Корнями вверх - страница 2

Шрифт
Интервал


Хлопала дверь, колебавшая материки…

Это стихотворение о ветхой карте мира, которую вешают на доске во время уроков географии, постепенно истлевающей и, наконец, окончательно развалившейся на части и рухнувшей на пол. После чего «уборщица тетка Полина» отправляет ее в мусорное ведро. Можно вообразить себе вызванные этим исполненным символического содержания происшествием хохот и радостные вопли, нарушившие тишину урока, впрочем, оставшиеся за пределами собственно стихотворения.

Рискну утверждать, что литература нашего поколения выросла из прорех школьной дисциплины. Даже, еще точнее, из пассивного школьного непослушания. Хоть к тому времени все мы давно уже отучились в школе. Большинству из нас было прилично за двадцать. А самому старшему – Ивану Жданову – даже чуть-чуть за тридцать. Но десять лет, проведенных в школе, были все еще значительной частью нашей сознательной жизни. А Сергей Строкань вообще был младше многих из нас. К тому же «Урок географии», судя по датировке (1978 г.), и вовсе был им написан в девятнадцать.

Пассивное школьное непослушание не было протестом и вообще какой-либо солидарной формой борьбы с режимом. Это был вдруг помимо и до нашего прямого участия образовавшийся люфт в бескомпромиссном тоталитарном идеологическом прессе. И с бессознательной подростковой восприимчивостью наше поколение ощутило этот люфт, не особо понимая его природу. Просто вдруг стало можно то, что раньше было нельзя.
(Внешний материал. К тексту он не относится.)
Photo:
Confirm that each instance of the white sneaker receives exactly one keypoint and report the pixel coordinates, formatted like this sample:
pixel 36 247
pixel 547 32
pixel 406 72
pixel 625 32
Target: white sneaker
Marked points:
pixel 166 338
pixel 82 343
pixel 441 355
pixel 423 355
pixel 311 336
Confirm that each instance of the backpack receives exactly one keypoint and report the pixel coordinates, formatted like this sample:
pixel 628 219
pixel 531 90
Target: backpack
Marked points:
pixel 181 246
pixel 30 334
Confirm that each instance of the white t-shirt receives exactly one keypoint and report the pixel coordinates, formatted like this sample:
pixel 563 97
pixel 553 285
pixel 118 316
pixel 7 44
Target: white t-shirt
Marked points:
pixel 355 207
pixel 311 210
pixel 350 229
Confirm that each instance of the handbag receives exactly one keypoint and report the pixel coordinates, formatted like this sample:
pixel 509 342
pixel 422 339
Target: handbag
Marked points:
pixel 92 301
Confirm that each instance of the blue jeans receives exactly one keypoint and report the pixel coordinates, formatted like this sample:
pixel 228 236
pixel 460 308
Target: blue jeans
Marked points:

Сейчас, по прошествии многих лет, стало очевидно, что произойти это могло только в силу катастрофического обрушения гиперреального. Именно его обрушение и есть подлинное содержание «Урока географии». Когда я впервые услышал эти стихи, термин «гиперреальность» еще не был в ходу. А содержание стихотворения могло истолковываться просто и поверхностно, как телячий восторг подростка при виде низверженного атрибута дидактической назидательности и догматизма, символизировавшего все безнадежно архаичное, что только было в окружавшей нас действительности.

Но за истлевшей и распавшейся на куски старой географической картой маячило совсем не символическое, а самое реальное, какое только может быть, разрушение той системы, в которую была встроена наша жизнь. И происходило оно не из-за чьего-то злого умысла или организованного возмущения недовольных масс. Рухнула под собственным весом и до сегодняшнего дня продолжает разрушаться пронизывающая все наше существование, самыми разнообразными способами структурированная гиперреальность. Т.е. рассыпается не только ее архаичная идеологическая версия, которая процветала в нашем многострадальном отечестве, а вообще любое цементирование символического, попытки придать ему конечные формы, где бы и в какой бы своей разновидности это ни проявлялось.